Credit: Sky & Telescope / Gregg Dinderman.

Known Dark Matter Isn’t Enough

Last time we saw that while alternative gravity models don’t agree with galactic stellar motion and gravitational lensing, the dark matter model does. While some of that dark matter is likely regular (baryonic) matter such as MACHOs (brown dwarfs, neutron stars, etc.), such objects cannot make up the majority of dark matter in the universe.

The cosmic microwave background indicates that only about 37% of the matter in the universe is the everyday baryonic matter that strongly interacts with light and makes up stuff like you and me. The other 63% must be something other than regular matter. Even though a fraction of the “dark mass” in galaxies is regular matter, we usually use the term dark matter to refer to the 63% labelled as “other”.

The two main properties of dark matter are that it doesn’t interact strongly with light (so we don’t see its direct effect on light and regular matter) and it is some kind of matter (so it gravitationally attracts regular matter and dark matter alike). This is sometimes further divided into three types, known as cold, warm, and hot (basically categorized by the average speed of its particles).

We know that hot dark matter exists in the form of neutrinos. They are called hot dark matter because they travel at nearly the speed of light (as opposed to warm and cold, with slower moving particles). There are three types of neutrinos, and we know they have mass because neutrinos can oscillate between the different types. If neutrinos were massless, then they would move at the speed of light and couldn’t change between types.
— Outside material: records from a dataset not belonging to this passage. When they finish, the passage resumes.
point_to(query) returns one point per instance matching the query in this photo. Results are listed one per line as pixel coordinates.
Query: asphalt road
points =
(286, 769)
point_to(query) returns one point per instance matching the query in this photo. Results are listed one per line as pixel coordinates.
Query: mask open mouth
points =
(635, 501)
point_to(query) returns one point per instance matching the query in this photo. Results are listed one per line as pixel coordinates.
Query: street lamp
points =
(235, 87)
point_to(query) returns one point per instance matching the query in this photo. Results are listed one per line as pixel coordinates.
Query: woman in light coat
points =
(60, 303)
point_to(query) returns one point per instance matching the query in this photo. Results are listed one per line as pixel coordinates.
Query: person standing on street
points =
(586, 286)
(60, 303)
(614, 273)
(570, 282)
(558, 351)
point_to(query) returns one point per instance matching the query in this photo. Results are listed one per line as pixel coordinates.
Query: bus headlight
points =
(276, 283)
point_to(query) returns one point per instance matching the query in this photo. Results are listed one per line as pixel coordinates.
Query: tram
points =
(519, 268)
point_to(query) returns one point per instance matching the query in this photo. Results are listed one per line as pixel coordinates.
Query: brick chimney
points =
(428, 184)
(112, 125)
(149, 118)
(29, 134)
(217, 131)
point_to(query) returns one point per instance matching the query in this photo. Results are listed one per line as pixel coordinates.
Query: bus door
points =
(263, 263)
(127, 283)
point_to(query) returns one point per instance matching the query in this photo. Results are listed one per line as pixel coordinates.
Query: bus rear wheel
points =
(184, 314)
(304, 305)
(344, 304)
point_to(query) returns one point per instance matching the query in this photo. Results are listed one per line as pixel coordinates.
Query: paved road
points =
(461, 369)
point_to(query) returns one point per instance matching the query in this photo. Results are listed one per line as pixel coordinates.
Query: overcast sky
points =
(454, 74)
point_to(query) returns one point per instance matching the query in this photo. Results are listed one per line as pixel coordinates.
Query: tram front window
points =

I’ve written about this in detail before.

What we don’t know is just how much mass they have. But we do have an idea of their maximum total mass. Moments after the big bang, the initial electrons, photons and neutrinos of the universe were produced. This means the number of neutrinos in the universe is related to the number of photons. We can calculate the photon number by observing the cosmic microwave background, so we have a good idea of the number of neutrinos in the universe. If the neutrinos had a larger mass their gravity would affect the distribution of galaxies. Galaxy surveys see no such effect, which means the total mass of all three neutrino types can be no more than 2 millionths the mass of an electron.

When you take this upper limit and the number of neutrinos in the universe you find that they can only make up about 10% of the initial mass of the universe. This isn’t nearly enough to account for dark matter. But what if those neutrinos are all clumped around galaxies, couldn’t that (plus a bit of MACHOs and the like) account for the galactic observations? Since neutrinos are “hot”, they have lots of kinetic energy to escape the gravitational pull of galaxies, so neutrinos or any other hot dark matter wouldn’t clump much around galaxies. So even though neutrinos could be a part of dark matter, they can’t be a large part of it, and they wouldn’t clump around galaxies they way we observe.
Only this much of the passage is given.